Alongside yesterday's Residents record, here's another band that featured on the Recommended Records sampler. I like to draw out the mini-themes that emerge out of endless randomness.
Speaking of which, we're heading towards the 950th entry on Music Arcades and you'll have to forgive me if I repeat myself more often than is desirable. Hyperlinks enable you to jump across years in seconds, and I can't remember everything I wrote in 2005 and 2006. I noticed too late, for example, that I'd already told yesterday's Bill Drummond story. Sorry. So this time I checked out whether and what I'd written about Faust before. It turns out I wrote of So Far, "I bought another Faust album a while after this, but I don't remember it being as good."
So Faust IV is that album, and my memory was sound this time. It's not a bad album by any stretch of the imagination, but it doesn't hang together. Perhaps it's not supposed to. Stylistically it verges from the knowingly-titled Krautrock (more music about music?), to a kind of euro-ska, to Zappa-esque noodling und so weiter.

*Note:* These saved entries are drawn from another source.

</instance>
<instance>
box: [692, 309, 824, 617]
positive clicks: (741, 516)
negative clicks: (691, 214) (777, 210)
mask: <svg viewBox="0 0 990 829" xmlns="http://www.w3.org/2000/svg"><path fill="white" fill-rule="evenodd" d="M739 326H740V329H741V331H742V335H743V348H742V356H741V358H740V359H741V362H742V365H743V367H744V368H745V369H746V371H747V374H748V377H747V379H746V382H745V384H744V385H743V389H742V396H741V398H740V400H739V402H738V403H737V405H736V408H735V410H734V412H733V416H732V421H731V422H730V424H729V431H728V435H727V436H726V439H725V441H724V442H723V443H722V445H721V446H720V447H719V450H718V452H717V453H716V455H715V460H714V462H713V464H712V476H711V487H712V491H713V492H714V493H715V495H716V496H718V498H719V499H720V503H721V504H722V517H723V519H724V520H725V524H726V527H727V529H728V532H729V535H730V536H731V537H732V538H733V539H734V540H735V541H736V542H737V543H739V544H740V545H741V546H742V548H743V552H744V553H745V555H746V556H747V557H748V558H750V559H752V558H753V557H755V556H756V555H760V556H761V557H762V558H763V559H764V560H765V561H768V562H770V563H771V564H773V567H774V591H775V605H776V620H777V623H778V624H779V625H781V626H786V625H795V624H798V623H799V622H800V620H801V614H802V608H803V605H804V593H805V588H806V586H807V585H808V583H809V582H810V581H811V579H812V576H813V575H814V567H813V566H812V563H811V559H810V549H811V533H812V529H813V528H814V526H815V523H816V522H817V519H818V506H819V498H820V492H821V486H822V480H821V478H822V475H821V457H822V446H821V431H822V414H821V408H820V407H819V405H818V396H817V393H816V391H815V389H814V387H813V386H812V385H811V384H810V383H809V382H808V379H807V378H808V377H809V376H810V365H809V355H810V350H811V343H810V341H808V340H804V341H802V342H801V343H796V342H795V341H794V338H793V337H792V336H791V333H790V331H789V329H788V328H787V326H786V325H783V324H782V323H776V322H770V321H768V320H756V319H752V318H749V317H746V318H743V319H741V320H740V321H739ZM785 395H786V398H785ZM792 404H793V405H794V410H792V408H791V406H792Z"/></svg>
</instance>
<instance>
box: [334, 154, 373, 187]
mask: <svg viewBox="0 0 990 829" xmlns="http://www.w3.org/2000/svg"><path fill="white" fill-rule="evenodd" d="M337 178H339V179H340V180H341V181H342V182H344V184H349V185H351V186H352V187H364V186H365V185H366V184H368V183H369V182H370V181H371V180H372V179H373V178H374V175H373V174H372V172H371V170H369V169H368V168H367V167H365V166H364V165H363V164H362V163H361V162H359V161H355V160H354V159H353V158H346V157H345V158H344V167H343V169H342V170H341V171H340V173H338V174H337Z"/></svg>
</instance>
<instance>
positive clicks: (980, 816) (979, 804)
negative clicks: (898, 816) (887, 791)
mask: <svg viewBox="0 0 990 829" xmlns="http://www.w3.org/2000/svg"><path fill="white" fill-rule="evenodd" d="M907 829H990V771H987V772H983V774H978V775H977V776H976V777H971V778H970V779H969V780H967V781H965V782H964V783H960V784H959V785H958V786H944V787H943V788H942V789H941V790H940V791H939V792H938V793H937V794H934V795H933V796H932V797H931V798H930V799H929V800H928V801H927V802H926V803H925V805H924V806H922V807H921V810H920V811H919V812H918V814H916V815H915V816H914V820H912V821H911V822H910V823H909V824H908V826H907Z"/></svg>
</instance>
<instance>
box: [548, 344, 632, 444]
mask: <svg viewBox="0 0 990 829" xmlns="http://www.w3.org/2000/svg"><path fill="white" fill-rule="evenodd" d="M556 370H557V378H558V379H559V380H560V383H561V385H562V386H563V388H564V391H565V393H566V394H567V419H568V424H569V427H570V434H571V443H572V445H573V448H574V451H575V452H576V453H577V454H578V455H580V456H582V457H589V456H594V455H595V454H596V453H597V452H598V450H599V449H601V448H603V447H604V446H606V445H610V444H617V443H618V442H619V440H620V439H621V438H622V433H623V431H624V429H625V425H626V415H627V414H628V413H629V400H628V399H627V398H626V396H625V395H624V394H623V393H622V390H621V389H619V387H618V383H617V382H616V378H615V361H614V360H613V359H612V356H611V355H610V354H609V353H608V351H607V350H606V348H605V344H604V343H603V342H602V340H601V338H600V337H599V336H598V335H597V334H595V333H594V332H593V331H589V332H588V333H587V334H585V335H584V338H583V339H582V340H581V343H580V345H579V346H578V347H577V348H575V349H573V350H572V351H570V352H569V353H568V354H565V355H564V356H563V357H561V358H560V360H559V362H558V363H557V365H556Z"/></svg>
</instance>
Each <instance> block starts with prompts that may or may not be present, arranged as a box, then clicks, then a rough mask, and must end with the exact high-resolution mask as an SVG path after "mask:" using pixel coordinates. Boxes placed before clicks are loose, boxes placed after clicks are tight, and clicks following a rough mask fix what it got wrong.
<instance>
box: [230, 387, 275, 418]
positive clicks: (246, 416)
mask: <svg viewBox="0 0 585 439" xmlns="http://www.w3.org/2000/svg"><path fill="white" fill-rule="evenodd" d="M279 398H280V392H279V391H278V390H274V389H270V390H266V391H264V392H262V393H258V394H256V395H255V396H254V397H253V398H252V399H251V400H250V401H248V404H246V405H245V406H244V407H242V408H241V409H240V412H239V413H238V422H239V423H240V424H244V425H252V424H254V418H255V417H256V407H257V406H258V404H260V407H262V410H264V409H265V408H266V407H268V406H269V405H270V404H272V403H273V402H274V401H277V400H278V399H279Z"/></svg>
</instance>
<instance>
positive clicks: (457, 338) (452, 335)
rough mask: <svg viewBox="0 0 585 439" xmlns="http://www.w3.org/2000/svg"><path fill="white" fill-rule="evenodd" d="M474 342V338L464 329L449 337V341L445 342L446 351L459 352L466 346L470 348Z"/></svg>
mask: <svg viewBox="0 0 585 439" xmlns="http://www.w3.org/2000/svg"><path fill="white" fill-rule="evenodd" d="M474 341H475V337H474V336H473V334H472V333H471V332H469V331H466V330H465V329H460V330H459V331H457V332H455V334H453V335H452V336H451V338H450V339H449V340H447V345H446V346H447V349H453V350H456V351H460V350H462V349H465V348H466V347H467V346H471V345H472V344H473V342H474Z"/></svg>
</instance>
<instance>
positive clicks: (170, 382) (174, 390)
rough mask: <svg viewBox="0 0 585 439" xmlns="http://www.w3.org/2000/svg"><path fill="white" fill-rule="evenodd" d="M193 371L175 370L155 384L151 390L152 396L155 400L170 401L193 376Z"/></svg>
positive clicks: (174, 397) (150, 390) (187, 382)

A month ago Stuart Maconie interviewed Jean-Hervé Péron from Faust on the Freakzone (you can probably still hear it on the podcast), and — apart from addressing Maconie as "Andrew" thoughout — Peron resisted any charge of seriousness, even in the band's attitude to playfulness. "There is nothing serious about us; there is nothing serious about music. Maybe if we take being serious as being honest, as being true and sincere, well then we are probably the most sincere group in the world… but if you take this as giving a message or being professional about management, then no." He said everything had been left to 'hazard', chance and coincidence, very much in the spirit of John Cage.
And I didn't realise until then that the name Faust has nothing to do with Goethe and Mephistopheles, but is just German for Fist.